A sentire questi discorsi si arguisce come scaramucce, polemiche e bisticci tra leghisti e 5stelle siano solo ostentazioni identitarie, che non mettono in forse l'alleanza. Una formula che accomuna Salvini e Di Maio e spiega perché il leader del Carroccio pur avendo nei sondaggi un centrodestra che sfiora il 50% non abbia scelto la strada delle urne: il rebus è svelato. È la conferma che gli alleati prediletti di Salvini, i più funzionali all'egemonia leghista, i più malleabili, forse proprio per la paura di elezioni anticipate, siano proprio «i grillini di governo», gli amanti della «poltrona». Basta guardare all'epilogo dello scontro di ieri con il sottosegretario Spadafora: il grillino che accusa Salvini «di alimentare l'odio»; il leader leghista che risponde a muso duro, «se mi vede brutto e cattivo vada via»; Di Maio che minimizza, «quanto casino per un'intervista: Spadafora non si dimette, punto!»; e, infine, il vicepremier del Carroccio che fa finta di niente, spiegando al suo staff «dobbiamo aiutare Luigi che ha problemi con i suoi». «Al di là dei toni - osserva il sottosegretario all'Economia, Alessio Villarosa, altro grillino di fede «dorotea» - abbiamo la stessa posizione di Salvini sulle Ong. Anzi, noi siamo anche più duri della Lega. Vogliamo sapere chi sono, da dove vengono, cosa vogliono. Se siamo diventati alleati strutturali della Lega? Noi siamo cambiati molto. È indubbio. Per cui tutto è possibile...». Mentre Luca Carabetta, uno dei prediletti della Casaleggio associati, ammette: «Dopo poco più di un anno di legislatura posso dire che ci sono più affinità tra noi e la Lega, che non tra la Lega e Forza Italia. Ecco perché non vedo intoppi per il governo, almeno nel medio periodo».

Quando si sta insieme, quando si vive un rapporto simbiotico al governo, quando ci si mescola, è fatale, però, che il vaso del Carroccio diventi comunicante con quello pentastellato: l'ultimo boatos del Palazzo, infatti, ipotizza che cinque parlamentari grillini, i più in sintonia con le impostazioni del leader leghista, siano tentati dall'idea di indossare nei prossimi mesi la casacca verde. Sono cose che capitano tra partiti confinanti.
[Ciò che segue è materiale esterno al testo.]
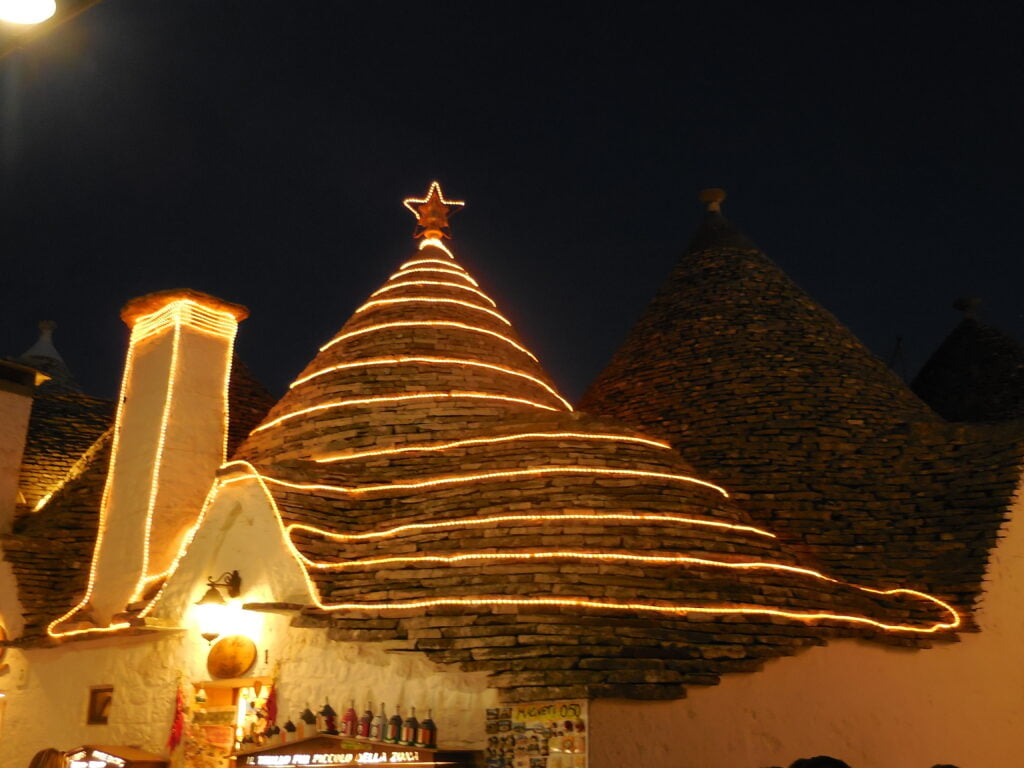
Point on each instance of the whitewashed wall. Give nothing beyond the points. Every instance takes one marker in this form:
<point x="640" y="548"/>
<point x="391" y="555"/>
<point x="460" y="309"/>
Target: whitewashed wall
<point x="870" y="706"/>
<point x="47" y="689"/>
E già l'idea che Lega e 5stelle siano partiti che si lambiscono, dimostra come si sia capovolta la geografia politica del Paese nell'era sovranista: il baricentro si è spostato sul confine di quelle che una volta erano considerate le «estreme», mentre i cosiddetti moderati sono finiti ai margini. «Tra i 5stelle - è l'analisi di Emilio Carelli, uno dei giornalisti finiti tra gli scranni parlamentari grillini - ci sono ancora degli oltranzisti, ma l'ala governativa, che è maggioritaria, si predispone ad essere l'alleato strutturale della Lega. Anche perché la prospettiva degli oltranzisti, più vicini a Fratoianni che non a Zingaretti, a conti fatti, ha come approdo solo il limbo dell'opposizione perpetua». Su questo processo dovrebbero riflettere in molti: quelli che nel centrodestra, dalla Meloni al Cav, attendono da un anno e mezzo il ritorno del figliol prodigo Matteo; e chi, a sinistra, punta a convertire il pianeta grillino.

Ad entrambi andrebbe ripetuta una gag resa famosa da Renzo Arbore 40 anni fa, quando Salvini frequentava le elementari e Di Maio non era neppure nato, in una celeberrima pubblicità sulla birra: «Meditate gente, meditate!».